The Chain of Thought MCP Server is a tool that allows AI agents to utilize a chain-of-thought process by calling Groq's API and accessing LLMs, specifically Qwen's qwq model, to generate raw chain-of-thought tokens. This enables the AI to 'think' through complex problems before responding.

How to use Chain of Thought MCP Server?

  1. Clone the repository. 2. Install dependencies using uv sync. 3. Obtain a Groq API key. 4. Configure your MCP server settings with the provided JSON snippet, ensuring the path points to the server's location and the Groq API key is correctly set. 5. Instruct the AI agent to use the chain_of_thought tool on every request by adding the provided XML rules to the agent's configuration.

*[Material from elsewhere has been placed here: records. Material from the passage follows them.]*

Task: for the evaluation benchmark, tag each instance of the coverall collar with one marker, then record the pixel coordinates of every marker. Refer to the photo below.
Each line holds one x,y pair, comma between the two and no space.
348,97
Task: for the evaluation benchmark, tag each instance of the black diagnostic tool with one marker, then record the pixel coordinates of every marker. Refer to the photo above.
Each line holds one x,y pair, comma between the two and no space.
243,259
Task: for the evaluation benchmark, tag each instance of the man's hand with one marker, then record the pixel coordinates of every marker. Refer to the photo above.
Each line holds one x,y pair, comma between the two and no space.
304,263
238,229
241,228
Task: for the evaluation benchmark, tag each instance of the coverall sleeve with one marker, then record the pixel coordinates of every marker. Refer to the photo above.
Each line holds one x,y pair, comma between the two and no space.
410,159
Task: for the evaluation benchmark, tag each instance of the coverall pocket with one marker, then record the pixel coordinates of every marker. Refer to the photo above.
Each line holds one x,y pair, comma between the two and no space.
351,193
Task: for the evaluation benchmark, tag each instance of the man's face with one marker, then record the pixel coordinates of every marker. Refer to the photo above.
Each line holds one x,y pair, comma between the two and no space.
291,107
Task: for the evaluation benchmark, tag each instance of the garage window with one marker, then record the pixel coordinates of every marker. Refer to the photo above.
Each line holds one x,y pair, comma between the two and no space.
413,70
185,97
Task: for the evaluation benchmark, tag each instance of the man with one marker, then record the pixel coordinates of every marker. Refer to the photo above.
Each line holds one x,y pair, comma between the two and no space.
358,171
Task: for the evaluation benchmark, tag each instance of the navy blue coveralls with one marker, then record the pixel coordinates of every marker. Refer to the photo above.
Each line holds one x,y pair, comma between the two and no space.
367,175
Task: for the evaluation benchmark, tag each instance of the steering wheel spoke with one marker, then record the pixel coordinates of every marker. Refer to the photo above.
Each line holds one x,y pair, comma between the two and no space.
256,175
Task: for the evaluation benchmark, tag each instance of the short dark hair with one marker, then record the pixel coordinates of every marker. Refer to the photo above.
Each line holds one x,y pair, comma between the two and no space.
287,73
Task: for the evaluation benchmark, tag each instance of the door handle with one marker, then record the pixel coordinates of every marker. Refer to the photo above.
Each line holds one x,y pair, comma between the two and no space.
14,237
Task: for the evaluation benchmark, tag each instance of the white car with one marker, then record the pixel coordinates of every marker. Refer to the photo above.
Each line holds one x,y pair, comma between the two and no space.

Key features of Chain of Thought MCP Server

  • Exposes raw chain-of-thought tokens

  • Uses Groq's API for fast LLM inference

  • Based on Qwen's qwq model

  • Improves AI performance on complex tasks

  • Easy installation and configuration

Use cases of Chain of Thought MCP Server

  • Enhancing AI agent reasoning and problem-solving

  • Improving performance on tasks requiring complex tool use

  • Providing a 'scratchpad' for AI agents to plan and verify actions

  • Enabling AI agents to follow specific rules and policies

FAQ from Chain of Thought MCP Server

What is a Chain of Thought?

Chain of Thought is a method where the AI generates a series of intermediate reasoning steps before arriving at a final answer.

Why use Groq's API?

Groq's API provides fast inference for LLMs, making the chain-of-thought process more efficient.

What is the Qwen qwq model?

Qwen's qwq model is a large language model known for its performance and ability to generate coherent text.

How does this improve AI performance?

By providing a 'think' tool, the AI can break down complex problems into smaller steps, leading to more accurate and reliable results.

Can I use this with other LLMs?

This server is specifically designed for use with Groq's API and Qwen's qwq model. Adapting it to other LLMs may require significant modifications.